Technological trends also helped fuel this growth. Many solar firms embraced thin-film modules, partly because their tariff-exempt status made them more readily available. Additionally, the use of trackers in utility-scale solar developments continued in earnest due to their increased efficiency and falling prices. Fixed tilt projects, ones that are simpler to install and cheaper to maintain, tended to be applied only to more challenging sites in the less sunny regions along the East Coast.

Utilities also continued their trend of embracing programs that encourage customers to buy pre-approved solar devices and enroll them in demand-response or energy-efficiency programs. This has been a welcome development for the industry, given that it is a consumer-driven solution that helps create a more secure and stable energy infrastructure. Many in the sector also viewed virtual power plants as a go-to solution for addressing reliability and resiliency challenges.

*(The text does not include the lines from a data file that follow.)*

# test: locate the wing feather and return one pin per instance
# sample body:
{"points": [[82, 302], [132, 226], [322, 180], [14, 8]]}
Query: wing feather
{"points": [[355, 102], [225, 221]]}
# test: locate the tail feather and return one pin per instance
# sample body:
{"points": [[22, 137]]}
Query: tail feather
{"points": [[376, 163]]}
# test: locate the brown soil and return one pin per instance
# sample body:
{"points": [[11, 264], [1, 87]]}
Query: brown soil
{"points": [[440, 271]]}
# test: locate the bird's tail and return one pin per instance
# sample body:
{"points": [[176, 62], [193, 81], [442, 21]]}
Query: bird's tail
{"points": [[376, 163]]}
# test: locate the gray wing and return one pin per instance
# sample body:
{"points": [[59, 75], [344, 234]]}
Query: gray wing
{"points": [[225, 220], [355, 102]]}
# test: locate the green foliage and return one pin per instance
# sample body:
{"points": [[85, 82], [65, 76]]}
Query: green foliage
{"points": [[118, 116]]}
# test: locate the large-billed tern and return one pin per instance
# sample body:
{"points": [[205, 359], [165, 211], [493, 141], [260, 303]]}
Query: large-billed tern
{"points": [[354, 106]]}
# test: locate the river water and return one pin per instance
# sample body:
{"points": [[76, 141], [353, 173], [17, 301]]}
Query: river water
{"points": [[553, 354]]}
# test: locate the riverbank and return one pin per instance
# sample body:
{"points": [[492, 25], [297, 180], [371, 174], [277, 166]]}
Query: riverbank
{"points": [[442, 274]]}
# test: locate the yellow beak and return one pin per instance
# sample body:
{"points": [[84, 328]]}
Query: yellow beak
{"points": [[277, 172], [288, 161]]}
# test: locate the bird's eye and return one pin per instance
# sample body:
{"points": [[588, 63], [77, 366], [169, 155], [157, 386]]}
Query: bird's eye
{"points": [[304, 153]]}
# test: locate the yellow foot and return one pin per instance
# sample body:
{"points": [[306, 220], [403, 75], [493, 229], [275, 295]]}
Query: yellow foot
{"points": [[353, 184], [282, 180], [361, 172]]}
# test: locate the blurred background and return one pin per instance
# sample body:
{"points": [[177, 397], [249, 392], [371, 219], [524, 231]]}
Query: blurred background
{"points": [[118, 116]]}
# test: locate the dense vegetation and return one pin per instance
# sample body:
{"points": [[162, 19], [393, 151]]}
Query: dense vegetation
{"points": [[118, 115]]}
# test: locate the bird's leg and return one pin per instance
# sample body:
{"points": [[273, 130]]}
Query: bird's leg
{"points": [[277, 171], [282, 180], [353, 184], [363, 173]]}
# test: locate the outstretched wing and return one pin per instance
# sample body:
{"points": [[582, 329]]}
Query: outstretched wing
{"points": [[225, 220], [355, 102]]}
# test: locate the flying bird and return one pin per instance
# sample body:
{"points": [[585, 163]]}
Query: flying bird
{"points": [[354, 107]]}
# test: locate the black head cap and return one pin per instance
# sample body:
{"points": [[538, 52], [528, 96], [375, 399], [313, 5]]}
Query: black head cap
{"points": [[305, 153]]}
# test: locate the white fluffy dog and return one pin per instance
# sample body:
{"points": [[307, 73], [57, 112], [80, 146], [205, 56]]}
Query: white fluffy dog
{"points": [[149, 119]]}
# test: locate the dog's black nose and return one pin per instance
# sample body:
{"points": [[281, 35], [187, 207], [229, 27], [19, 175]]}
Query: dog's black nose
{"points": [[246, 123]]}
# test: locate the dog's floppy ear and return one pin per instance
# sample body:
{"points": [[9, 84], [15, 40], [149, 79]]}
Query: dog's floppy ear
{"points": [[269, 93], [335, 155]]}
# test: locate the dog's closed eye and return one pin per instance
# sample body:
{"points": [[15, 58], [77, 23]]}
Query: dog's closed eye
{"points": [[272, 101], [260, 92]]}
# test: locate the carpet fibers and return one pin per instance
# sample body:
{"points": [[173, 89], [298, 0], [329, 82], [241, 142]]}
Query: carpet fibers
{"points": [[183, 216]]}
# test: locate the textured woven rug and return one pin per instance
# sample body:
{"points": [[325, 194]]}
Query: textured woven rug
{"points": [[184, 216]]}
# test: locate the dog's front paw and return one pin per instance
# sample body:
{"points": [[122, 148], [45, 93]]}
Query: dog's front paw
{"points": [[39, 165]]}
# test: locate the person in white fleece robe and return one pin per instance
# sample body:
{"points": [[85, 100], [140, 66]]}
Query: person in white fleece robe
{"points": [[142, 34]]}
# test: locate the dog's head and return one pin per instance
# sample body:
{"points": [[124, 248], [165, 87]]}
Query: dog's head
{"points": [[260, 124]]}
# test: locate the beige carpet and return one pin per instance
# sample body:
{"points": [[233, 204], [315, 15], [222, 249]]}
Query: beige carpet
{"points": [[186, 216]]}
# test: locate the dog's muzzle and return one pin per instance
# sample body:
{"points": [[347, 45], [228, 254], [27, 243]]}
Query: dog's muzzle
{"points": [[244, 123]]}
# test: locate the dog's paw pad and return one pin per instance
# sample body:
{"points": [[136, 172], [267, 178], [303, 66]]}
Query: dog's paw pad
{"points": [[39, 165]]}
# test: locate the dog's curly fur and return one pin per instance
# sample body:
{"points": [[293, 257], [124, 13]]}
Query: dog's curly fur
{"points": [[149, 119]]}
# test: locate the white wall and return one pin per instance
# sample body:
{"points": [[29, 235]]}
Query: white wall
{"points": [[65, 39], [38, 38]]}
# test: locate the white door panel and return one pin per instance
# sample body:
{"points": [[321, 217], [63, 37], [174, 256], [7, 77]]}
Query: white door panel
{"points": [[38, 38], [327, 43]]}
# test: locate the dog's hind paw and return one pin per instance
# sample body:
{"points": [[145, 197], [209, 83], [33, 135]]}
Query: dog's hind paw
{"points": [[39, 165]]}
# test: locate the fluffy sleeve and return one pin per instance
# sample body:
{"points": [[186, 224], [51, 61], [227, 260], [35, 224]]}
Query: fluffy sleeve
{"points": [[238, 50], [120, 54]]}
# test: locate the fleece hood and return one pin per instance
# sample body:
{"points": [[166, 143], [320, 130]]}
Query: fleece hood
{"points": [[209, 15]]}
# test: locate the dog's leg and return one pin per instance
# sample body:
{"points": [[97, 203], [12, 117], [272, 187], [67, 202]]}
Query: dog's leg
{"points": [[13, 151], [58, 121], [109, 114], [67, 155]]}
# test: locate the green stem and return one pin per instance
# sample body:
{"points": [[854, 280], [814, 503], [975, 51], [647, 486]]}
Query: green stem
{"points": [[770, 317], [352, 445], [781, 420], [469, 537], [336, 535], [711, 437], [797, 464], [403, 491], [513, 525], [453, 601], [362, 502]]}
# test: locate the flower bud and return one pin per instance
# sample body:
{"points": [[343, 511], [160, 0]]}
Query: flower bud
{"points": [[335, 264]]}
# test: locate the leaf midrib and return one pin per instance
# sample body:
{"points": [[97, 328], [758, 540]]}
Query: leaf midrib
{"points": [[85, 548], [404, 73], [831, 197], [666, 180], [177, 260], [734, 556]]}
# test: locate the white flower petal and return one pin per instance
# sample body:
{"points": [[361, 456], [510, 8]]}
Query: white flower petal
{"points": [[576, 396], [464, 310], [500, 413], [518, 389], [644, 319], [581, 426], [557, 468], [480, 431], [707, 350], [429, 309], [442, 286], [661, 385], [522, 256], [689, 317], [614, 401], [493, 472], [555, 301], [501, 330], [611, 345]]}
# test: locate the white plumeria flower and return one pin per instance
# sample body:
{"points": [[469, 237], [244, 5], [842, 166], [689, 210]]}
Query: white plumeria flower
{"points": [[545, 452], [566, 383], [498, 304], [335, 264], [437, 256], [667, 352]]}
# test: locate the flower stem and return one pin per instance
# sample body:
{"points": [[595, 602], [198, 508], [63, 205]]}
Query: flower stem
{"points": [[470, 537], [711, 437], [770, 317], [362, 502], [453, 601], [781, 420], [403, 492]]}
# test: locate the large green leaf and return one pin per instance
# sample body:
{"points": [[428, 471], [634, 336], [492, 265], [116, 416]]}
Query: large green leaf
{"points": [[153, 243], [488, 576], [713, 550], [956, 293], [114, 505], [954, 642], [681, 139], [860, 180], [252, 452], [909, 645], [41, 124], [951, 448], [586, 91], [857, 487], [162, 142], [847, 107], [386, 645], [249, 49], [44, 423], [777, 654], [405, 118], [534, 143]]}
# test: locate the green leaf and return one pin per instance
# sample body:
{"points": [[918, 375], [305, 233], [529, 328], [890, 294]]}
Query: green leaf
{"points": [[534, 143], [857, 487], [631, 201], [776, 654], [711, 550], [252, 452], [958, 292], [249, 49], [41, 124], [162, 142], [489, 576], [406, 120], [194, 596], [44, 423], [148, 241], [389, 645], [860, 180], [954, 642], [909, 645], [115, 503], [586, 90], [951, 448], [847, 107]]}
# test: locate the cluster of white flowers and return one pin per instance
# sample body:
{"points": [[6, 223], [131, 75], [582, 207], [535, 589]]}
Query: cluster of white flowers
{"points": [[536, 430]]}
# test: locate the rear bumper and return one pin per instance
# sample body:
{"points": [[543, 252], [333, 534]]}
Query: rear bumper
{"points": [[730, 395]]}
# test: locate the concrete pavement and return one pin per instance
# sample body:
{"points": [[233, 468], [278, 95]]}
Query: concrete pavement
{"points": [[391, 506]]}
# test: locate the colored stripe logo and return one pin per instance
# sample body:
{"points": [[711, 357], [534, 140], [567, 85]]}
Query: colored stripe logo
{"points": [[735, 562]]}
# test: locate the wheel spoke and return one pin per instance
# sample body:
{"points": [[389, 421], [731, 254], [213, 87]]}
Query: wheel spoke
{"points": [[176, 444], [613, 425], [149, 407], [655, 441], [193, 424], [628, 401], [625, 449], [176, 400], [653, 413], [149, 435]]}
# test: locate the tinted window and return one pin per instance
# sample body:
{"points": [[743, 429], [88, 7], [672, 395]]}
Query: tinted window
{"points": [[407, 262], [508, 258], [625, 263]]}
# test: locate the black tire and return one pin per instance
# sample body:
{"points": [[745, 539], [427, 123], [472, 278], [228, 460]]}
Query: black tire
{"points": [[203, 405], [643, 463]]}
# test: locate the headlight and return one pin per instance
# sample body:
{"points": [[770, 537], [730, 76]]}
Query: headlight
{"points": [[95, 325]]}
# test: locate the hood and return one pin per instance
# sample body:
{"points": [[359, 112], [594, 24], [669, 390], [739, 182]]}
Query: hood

Moving Forward into a Promising 2024,

RE+ 2023, North America’s largest clean energy conference, broke records. It brought together 40,000 attendees and featured more than 1,350 exhibitors from around the world. According to the consultancy firm DNV, the United States has $12 trillion in potential investment opportunities for its grid infrastructure and renewables through 2050, depending on the annual growth rate of grid capacity. These phenomena are true indicators of just how significant an economic and environmental engine the solar and storage industry has become over the past 12 months.

America’s electric grid needs an overhaul, our marginalized communities need a more significant portion of the renewables pie, and our businesses need a robust, well-trained labor force. But we are more than up to the task. Our industry will continue to pursue the policies and projects that bring us closer to achieving our nation’s clean energy goals and ensuring that the benefits of renewable energy are felt by all in 2024 and beyond.